Set Matrix elements to Zeros

The problem is as follows: Given an matrix with m rows and n columns, if an element of the matrix is zero, set its entire row and column as zero. This has to be done in-place.

The trick in this question is that you cannot iterate over the matrix element by element and set the matrix rows and columns as zero where the matrix element is zero because that wouldn't be replacing it in place.

There are two approaches:

  • Brute force O(N^3) time
  • Optimized Approach O(N^2) time

Input Format:

The first and the only argument of input contains a 2-d integer matrix, A, of size M x N.

Output Format:

Return a 2-d matrix that satisfies the given conditions.

Constraints:

1 <= N, M <= 1000
0 <= A[i][j] <= 1

For Example :
Input:

[   
    [1, 0, 1],
    [1, 1, 1],
    [1, 0, 1]
]

Output:

[   
    [0, 0, 0],
    [1, 0, 1],
    [0, 0, 0]   
]

Note: This will be evaluated on the extra memory used. Try to minimize the space and time complexity.

Optimized Approach

  • We iterate the entire matrix and when we see an element as zero, we make the first element of the corresponding row and column as zero.
  • This way we keep track of the entire column and row.
  • We pay special attention to first row and olumn becuase these are the starting indices for us.
  • Thus isCol keeps track of first column.
  • We now iterate the entire matrix except first row and first column and change the matrix elements to zero if either the corresponding row's first element or column's first element is zero.

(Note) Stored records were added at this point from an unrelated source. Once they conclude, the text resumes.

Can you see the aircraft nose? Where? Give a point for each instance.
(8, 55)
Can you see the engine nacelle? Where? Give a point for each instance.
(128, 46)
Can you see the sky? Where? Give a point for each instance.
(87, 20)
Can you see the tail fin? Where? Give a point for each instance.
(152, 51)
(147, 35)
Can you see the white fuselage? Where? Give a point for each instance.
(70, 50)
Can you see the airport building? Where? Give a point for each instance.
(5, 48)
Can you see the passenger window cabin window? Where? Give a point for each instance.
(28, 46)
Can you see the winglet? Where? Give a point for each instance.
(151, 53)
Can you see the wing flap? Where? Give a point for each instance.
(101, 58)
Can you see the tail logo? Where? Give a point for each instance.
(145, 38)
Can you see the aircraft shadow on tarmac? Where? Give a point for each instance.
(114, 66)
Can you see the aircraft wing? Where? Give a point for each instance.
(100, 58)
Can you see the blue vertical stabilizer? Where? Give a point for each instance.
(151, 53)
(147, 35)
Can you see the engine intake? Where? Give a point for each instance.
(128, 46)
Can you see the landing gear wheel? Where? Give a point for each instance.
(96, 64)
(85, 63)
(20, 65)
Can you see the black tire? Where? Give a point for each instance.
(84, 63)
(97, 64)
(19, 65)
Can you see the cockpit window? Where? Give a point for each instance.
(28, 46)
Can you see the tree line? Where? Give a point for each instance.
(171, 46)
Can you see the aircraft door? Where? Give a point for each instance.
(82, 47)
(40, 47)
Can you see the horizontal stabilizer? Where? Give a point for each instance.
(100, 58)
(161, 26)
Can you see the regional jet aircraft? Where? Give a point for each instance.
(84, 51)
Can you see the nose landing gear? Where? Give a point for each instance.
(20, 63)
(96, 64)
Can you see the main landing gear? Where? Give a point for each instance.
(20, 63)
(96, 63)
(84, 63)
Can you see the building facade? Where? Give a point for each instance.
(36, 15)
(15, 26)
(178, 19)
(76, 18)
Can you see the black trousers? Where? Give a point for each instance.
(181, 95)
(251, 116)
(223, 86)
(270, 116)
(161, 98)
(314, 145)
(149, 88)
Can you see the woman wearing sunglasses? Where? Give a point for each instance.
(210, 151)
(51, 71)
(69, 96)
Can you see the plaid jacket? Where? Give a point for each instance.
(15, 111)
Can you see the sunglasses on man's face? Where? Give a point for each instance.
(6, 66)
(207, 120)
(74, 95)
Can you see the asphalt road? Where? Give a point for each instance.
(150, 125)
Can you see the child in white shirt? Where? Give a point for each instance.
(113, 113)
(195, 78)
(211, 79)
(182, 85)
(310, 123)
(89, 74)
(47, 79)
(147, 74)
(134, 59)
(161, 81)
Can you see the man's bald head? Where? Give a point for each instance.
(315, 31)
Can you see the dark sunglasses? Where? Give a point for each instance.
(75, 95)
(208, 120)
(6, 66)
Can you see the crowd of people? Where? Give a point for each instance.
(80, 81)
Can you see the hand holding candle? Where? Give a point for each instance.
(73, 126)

The time complexity of this approach is O(N^2) as we traverse each element only twice.

Solution

class Solution {
  public void setZeroes(int[][] matrix) {
    Boolean isCol = false;
    int R = matrix.length;
    int C = matrix[0].length;

    for (int i = 0; i < R; i++) {

    //Since first cell for both first row and
    //first column is the same i.e. matrix[0][0]
    // We can use an additional variable for
    //either the first row/column.
    // For this solution we are using an
    //additional variable for the first column
    // and using matrix[0][0] for the first row.
      if (matrix[i][0] == 0) {
        isCol = true;
      }

      for (int j = 1; j < C; j++) {
        // If an element is zero, we set
        //the first element of the corresponding
        //row and column to 0
        if (matrix[i][j] == 0) {
          matrix[0][j] = 0;
          matrix[i][0] = 0;
        }
      }
    }

    // Iterate over the array once again and using the first row and first column, update the elements.
    for (int i = 1; i < R; i++) {
      for (int j = 1; j < C; j++) {
        if (matrix[i][0] == 0 || matrix[0][j] == 0) {
          matrix[i][j] = 0;
        }
      }
    }

    // See if the first row needs to be set to zero as well
    if (matrix[0][0] == 0) {
      for (int j = 0; j < C; j++) {
        matrix[0][j] = 0;
      }
    }

    // See if the first column needs to be set to zero as well
    if (isCol) {
      for (int i = 0; i < R; i++) {
        matrix[i][0] = 0;
      }
    }
  }
}

Input:

[
      [1,1,1],
      [1,0,1],
      [1,1,1]
]

Output:

[
      [1,0,1],
      [0,0,0],
      [1,0,1]
]

Steps through the algorithm using an example

  1. We iterate through the matrix to find out if firstCol exists. But we find out no row has first elements as zero
Initially,
[   
    [1, 1, 1],
    [1, 0, 1],
    [1, 1, 1]
]
isCol=false;
  1. Next we iterate the matrix row by row and if we find an element zero we set the first element in its respective row and column as zero. Thus, (0,1) and (1,0) are set to zero.
[   
    [1, 0, 1],
    [0, 0, 1],
    [1, 1, 1]
]
  1. We now again iterate the array again row by row and set elemnets to zero if the first element of their row or column is zero.
[   
    [1, 0, 1],
    [0, 0, 0],
    [1, 0, 1]
]

Complexity : The complexity of the above approach is O(N^2) where there are N rows or N columns in the Matrix or O(N^2) elements in the matrix.

With this article at OpenGenus, you must have the complete idea of this problem of setting elements of a Matrix to zero based on given condition. Enjoy.